'Guilty as charged!' Minister defends 'woke' Army recruitment strategy

'Guilty as charged!' Minister defends 'woke' Army recruitment strategy

WATCH: Mark Francois MP speaks to GB News

GB News
George Bunn

By George Bunn

Published: 20/02/2024

- 07:38

Updated: 20/02/2024

- 09:01

Andrew Murrison told MPs that the Armed Forces must reflect today’s society

A defence minister has defended a controversial "'woke" recruitment strategy for the Armed Forces.

Minister for Defence People and Families Andrew Murrison said that it is crucial to make the military a more inclusive and diverse workspace.

It comes after Defence Secretary Grant Shapps ordered a review in response to claims a "woke" and "extremist" culture had "infiltrated" the military.

Murrison was asked by former Reclaim MP Andrew Bridgen if he believed "the rise of woke makes it easier or more difficult to recruit the right sort of people into our Armed Forces."

\u200bMinister for Defence People, Veterans and Service Families, Andrew Murrison MP was speaking to MPs

Minister for Defence People, Veterans and Service Families, Andrew Murrison MP was speaking to MPs


Murrison said: "If he’s talking about increasing the amount of women in our Armed Forces, if he’s talking about Lord Etherton’s review into LGBT historically in our Armed Forces, if he’s talking about our ambition to make our Armed Forces more reflective of the society from which they’re drawn and which they serve, then I’m guilty as charged."

The comments come as the military is suffering a recruitment crisis and has repeatedly failed to meet its targets, including boosting women and ethnic minority numbers.

However, women in the Armed Forces told them that Shapps' comments had left them feeling "unsafe."

A source close to the Defence Secretary told The Telegraph: "We are all in favour of more women and equal opportunities, and correcting historic wrongs on homosexuality.
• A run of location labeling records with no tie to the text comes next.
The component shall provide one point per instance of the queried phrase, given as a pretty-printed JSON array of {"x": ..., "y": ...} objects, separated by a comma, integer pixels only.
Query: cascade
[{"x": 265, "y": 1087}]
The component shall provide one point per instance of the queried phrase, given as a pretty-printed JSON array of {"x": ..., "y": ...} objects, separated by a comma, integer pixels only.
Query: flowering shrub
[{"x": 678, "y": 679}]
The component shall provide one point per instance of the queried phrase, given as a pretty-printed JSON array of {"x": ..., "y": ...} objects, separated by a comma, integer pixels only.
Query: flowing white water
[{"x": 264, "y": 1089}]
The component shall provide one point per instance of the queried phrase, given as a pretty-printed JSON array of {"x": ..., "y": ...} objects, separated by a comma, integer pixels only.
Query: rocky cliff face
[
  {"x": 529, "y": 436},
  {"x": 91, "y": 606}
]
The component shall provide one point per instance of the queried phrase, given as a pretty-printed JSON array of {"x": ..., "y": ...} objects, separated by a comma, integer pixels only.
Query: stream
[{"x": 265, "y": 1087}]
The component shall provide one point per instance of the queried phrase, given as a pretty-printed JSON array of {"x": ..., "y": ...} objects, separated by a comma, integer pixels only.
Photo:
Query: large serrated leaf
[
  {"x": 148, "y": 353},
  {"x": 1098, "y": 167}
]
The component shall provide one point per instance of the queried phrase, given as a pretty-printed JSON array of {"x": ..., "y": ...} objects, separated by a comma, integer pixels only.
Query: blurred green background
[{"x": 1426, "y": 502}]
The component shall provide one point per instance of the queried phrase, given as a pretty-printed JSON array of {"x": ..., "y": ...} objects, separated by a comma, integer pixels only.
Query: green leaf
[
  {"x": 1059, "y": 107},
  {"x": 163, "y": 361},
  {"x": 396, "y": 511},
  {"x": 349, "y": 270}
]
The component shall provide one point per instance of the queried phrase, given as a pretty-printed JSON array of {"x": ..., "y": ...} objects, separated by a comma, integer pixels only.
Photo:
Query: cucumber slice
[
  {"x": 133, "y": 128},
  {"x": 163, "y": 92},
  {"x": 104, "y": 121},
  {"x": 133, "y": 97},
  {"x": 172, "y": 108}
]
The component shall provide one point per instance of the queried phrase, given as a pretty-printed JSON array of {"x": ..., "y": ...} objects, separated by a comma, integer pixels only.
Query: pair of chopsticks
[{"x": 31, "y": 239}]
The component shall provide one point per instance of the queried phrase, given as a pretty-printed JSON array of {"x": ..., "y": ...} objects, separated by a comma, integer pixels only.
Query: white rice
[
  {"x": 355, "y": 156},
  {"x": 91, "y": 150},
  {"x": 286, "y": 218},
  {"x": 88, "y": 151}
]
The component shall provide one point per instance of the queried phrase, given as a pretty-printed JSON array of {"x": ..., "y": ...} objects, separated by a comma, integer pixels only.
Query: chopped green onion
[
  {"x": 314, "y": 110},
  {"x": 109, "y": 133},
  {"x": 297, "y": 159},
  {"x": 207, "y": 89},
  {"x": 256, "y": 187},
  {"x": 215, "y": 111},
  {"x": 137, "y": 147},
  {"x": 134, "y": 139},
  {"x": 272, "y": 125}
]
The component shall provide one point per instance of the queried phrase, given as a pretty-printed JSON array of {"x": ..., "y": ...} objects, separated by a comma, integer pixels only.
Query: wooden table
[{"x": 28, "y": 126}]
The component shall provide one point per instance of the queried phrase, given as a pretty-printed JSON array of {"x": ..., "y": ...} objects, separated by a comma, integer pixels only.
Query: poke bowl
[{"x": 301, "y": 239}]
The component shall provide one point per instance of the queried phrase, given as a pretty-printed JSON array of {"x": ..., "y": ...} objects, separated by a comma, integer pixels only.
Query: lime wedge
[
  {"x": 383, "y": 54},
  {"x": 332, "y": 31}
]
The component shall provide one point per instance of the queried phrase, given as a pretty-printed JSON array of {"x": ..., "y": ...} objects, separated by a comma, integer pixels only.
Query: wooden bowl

But you can do that and still object to poisonous politics and agenda."


\u200bDefence Secretary Grant Shapps MP

Defence Secretary Grant Shapps MP


Dr Murrison also insisted that security checks would not be relaxed in order to boost recruitment figures.
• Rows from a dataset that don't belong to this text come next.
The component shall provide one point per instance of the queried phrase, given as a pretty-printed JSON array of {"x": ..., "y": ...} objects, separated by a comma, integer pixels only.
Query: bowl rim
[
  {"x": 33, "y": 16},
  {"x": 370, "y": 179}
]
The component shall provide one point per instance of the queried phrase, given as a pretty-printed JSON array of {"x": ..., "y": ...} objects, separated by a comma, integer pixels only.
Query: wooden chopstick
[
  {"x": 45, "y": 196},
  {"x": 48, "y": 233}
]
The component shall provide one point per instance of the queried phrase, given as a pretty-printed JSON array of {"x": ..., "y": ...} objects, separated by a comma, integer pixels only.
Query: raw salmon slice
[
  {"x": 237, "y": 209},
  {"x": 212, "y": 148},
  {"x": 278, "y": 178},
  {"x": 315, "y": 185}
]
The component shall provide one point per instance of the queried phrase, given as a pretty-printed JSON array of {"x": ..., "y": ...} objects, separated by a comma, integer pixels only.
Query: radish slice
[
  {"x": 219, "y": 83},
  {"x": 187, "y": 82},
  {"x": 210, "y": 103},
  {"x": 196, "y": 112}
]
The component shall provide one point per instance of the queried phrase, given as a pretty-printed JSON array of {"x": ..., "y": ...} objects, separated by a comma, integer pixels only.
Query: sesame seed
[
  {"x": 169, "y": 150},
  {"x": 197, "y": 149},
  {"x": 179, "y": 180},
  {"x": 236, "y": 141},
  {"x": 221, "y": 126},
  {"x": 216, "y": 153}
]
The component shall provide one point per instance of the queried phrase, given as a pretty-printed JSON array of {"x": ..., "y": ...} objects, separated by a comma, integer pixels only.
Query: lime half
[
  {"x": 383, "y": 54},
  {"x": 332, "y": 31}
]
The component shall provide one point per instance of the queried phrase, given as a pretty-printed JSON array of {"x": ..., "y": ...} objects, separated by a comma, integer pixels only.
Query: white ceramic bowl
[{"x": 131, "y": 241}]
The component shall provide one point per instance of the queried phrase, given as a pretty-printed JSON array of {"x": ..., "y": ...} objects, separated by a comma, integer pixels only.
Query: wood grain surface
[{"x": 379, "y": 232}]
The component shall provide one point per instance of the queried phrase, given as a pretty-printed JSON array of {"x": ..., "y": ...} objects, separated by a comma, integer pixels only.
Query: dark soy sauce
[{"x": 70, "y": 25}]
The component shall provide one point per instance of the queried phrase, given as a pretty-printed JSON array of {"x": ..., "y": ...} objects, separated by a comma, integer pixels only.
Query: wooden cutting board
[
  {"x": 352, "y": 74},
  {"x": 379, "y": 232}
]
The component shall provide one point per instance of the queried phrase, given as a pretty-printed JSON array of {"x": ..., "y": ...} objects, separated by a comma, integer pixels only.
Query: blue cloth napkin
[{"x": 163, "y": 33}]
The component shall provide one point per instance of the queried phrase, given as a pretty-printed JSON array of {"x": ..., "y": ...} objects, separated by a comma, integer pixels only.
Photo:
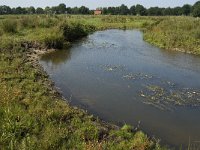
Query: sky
[{"x": 93, "y": 4}]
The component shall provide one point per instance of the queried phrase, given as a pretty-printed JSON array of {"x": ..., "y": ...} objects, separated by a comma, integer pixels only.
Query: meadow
[{"x": 34, "y": 115}]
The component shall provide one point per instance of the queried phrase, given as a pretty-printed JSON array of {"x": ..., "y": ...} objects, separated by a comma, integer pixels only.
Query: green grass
[
  {"x": 33, "y": 116},
  {"x": 176, "y": 33}
]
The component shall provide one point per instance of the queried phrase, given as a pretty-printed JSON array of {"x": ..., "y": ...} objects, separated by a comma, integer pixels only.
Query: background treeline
[{"x": 187, "y": 10}]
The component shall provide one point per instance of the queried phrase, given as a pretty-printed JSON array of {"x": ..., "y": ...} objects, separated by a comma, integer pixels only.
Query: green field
[{"x": 33, "y": 114}]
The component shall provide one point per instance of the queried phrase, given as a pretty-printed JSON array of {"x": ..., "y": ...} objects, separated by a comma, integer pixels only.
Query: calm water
[{"x": 109, "y": 73}]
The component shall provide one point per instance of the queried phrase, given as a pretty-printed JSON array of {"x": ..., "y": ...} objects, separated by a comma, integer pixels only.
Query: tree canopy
[{"x": 187, "y": 10}]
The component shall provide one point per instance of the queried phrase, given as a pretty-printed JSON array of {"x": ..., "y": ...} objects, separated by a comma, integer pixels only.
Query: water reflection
[{"x": 121, "y": 78}]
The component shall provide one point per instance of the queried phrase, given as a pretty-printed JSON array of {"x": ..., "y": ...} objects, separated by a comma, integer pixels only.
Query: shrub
[
  {"x": 9, "y": 26},
  {"x": 74, "y": 31}
]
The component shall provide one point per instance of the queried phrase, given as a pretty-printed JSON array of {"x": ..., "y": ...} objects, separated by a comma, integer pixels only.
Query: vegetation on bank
[{"x": 33, "y": 114}]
He added: "We take security extremely seriously and ensure all personnel have security clearance appropriate to their job.

"Checks normally require at least three years’ UK residency, but Commonwealth candidates are permitted to accrue qualifying residency while serving, although they cannot take up roles and ranks which require higher levels of vetting.

"This policy has been in place for several years and it hasn’t changed."

Recruitment targets have been consistently missed by the British armed forces with ethnic minorities making up just 14 per cent of the regular army.

A leaked document, titled The British Army’s Race Action Plan, suggests the army “struggles to attract talent from ethnic minority backgrounds into the officer corps”.

The document is understood to represent the latest guidance and suggests that security clearance vetting is “the primary barrier to non-UK personnel gaining a commission in the Army”.

In response, Shapps said: “I am committed to improving the working conditions and morale of all those who work in the military and Ministry of Defence. This is not only the right thing to do but is key to improving recruitment and retainment in our forces."